Novel Strategies of Adjuvant Development

Efforts to develop mRNA vaccines have been involving the supplement of additional adjuvant molecules, substances formulated as a component of vaccine to enhance and broaden the vaccine's effectiveness. Apart from the conventional adjuvants, mRNA vaccines can be designed to possess self-adjuvanticity because in vitro transcribed (IVT) mRNA has shown inherent immunogenicity. In addition, mRNA vaccines co-delivery with mRNA encoding costimulatory molecules also present a promising approach to further boost vaccines' immunogenicity.

Creative Biogene is a dedicated service provider in the field of mRNA-based drug R&D. We offer novel strategies to develop adjuvants for mRNA vaccines, including design and production of self-adjuvanticity mRNAs and additional mRNA encoding adjuvant molecules. With the help of Creative Biogene, our customers can obtain optimized mRNA vaccines for specific and directed immune responses.

Adjuvanticity of RNA

Toll-like receptor 3

The immunostimulatory properties of RNA were first discovered through the observation that exogenous RNA extracted from viruses inducing interferon in vitro, and then further confirmed by the synthetic double-stranded RNA (dsRNA) in vivo induction of interferon. After IVT mRNA is transported to the host cell, it is detected and recognized by the cellular activated pattern recognition receptors (PRRs). PRRs contain Toll-like receptors (TLRs, in the endosome), RIG-I-like receptors (RLRs, in the cytoplasm) and Nod-like receptors (NLRs, in the cytoplasm). As RNA-sensing receptors, TLR7/8 and 3 can bind single-stranded RNA (ssRNA) and dsRNA in the endosomal compartment, respectively. Notably, for mRNA vaccines, the activation of TLR7 and potentially TLR3 play critical roles in priming immune responses. In addition, apart from TLR RNA-sensors, other pattern recognition receptors exist with important functionality for RNA adjuvant, such as the cytosolic helicase RIG-I, protein kinase R (PKR) as well as 2'-5'-oligoadenylate synthetase and so on. But their contribution to immunostimulation based on RNA adjuvants is still a matter of debate.

Service offering

Design and production of self-adjuvanticity mRNA

Double-stranded RNA

We are committed to designing mRNA incorporating immunostimulatory adjuvant functionality, a novel strategy of adjuvant better suited for mRNA vaccines. The technology relies on mRNA molecules treated with ssRNA or dsRNA, allows efficient antigen protein translation and immunostimulation with minimal adverse effects. Moreover, compared with the addition of conventional adjuvant in mRNA vaccines, the RNA formulation is universal, and can be introduced with mRNA by a wide range of mRNA delivery carriers.

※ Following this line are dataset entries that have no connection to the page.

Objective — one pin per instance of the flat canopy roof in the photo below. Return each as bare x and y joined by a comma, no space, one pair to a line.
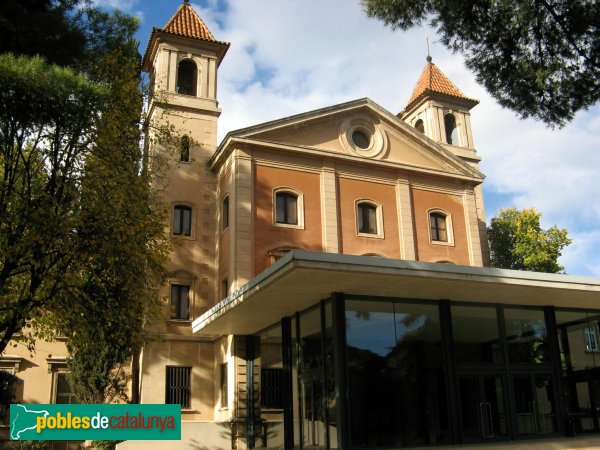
301,279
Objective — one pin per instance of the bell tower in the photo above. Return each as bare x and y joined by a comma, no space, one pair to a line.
438,109
182,60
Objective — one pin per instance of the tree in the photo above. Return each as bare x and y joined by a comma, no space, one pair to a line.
540,58
43,144
517,241
82,244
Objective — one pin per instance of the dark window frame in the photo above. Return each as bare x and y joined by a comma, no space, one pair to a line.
225,212
289,202
182,227
367,224
178,386
184,154
420,126
187,78
271,388
450,126
224,389
436,231
176,307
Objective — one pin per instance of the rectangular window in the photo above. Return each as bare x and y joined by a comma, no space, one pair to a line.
367,218
182,221
64,392
438,227
271,389
179,390
286,208
591,339
224,386
224,288
180,302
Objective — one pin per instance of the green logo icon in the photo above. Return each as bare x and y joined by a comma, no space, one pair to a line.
96,422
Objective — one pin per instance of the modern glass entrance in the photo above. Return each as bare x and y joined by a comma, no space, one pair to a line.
392,373
483,406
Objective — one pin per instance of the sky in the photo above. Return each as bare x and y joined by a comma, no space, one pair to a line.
288,57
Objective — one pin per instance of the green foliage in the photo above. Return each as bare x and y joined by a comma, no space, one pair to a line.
82,243
43,143
42,27
517,241
538,58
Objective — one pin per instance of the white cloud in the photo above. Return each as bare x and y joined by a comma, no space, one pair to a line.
290,57
122,5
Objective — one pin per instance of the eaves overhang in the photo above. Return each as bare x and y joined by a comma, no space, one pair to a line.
236,142
301,279
247,136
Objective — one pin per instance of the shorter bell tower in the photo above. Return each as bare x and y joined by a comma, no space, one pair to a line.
438,109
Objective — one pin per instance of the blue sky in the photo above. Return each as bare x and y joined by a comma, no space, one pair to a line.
287,57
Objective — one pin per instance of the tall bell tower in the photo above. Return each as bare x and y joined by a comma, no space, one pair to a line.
183,59
439,110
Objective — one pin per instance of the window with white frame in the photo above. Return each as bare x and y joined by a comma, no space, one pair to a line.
440,227
180,302
369,219
224,375
288,208
182,220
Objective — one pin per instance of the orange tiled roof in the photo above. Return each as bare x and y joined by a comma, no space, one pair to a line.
432,79
185,22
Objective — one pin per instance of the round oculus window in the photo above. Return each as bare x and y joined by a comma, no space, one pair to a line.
361,139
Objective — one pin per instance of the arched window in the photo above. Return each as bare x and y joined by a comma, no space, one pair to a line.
184,153
438,225
366,214
286,208
225,212
451,130
182,220
420,126
187,76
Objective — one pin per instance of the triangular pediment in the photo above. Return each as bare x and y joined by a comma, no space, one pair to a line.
331,131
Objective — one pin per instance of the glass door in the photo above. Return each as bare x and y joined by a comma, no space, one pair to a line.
534,403
313,420
482,406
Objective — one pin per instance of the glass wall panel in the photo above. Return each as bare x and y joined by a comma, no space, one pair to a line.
476,336
580,357
578,334
330,376
397,390
526,336
312,390
271,386
295,389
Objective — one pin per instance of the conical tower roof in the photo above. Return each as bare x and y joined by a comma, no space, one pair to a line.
185,23
433,81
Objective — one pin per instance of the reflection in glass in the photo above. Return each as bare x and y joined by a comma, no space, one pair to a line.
312,398
475,332
397,390
577,333
526,336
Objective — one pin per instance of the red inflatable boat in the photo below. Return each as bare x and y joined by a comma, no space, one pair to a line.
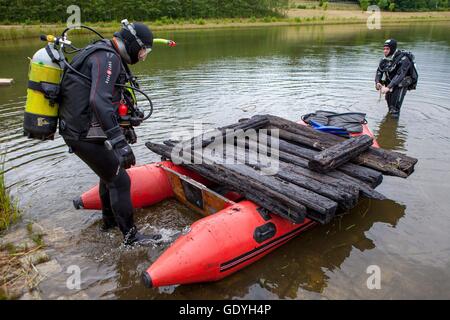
231,235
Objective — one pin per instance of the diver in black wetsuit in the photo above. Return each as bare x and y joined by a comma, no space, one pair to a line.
88,116
395,76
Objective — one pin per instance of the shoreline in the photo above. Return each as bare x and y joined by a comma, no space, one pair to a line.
295,18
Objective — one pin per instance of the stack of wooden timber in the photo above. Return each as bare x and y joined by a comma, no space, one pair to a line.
318,175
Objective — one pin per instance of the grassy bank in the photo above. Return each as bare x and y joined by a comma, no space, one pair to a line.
293,17
9,211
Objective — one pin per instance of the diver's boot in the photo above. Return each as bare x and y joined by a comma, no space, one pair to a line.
109,223
133,237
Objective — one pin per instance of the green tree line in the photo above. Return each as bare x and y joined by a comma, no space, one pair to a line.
406,5
22,11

Design and production of mRNA encoding adjuvant molecule

Proteins are expressed after mRNA is administered in vitro and in vivo. The supplement of adjuvant molecules via mRNA, instead of adding additional adjuvants, appears as a more elegant and powerful approach. We provide services that design and produce mRNA encoding adjuvant molecules, involving costimulatory molecules, such as CD40L, CD70, GITR and so on. The combination of mRNA vaccines and additional mRNAs encoding adjuvant molecules represents a very promising approach, greatly promoting the development of novel and improved vaccines.

Benefits of our service

  • Quality and service assurance
  • Professional technical support
  • One-stop solutions
  • The most competitive prices

Creative Biogene is passionate about strong customer orientation and high-quality service. We continuously challenge ourselves to remain one of the leading service providers in the field of mRNA-based drug R&D worldwide. If you are interested in our service, please contact us for more information!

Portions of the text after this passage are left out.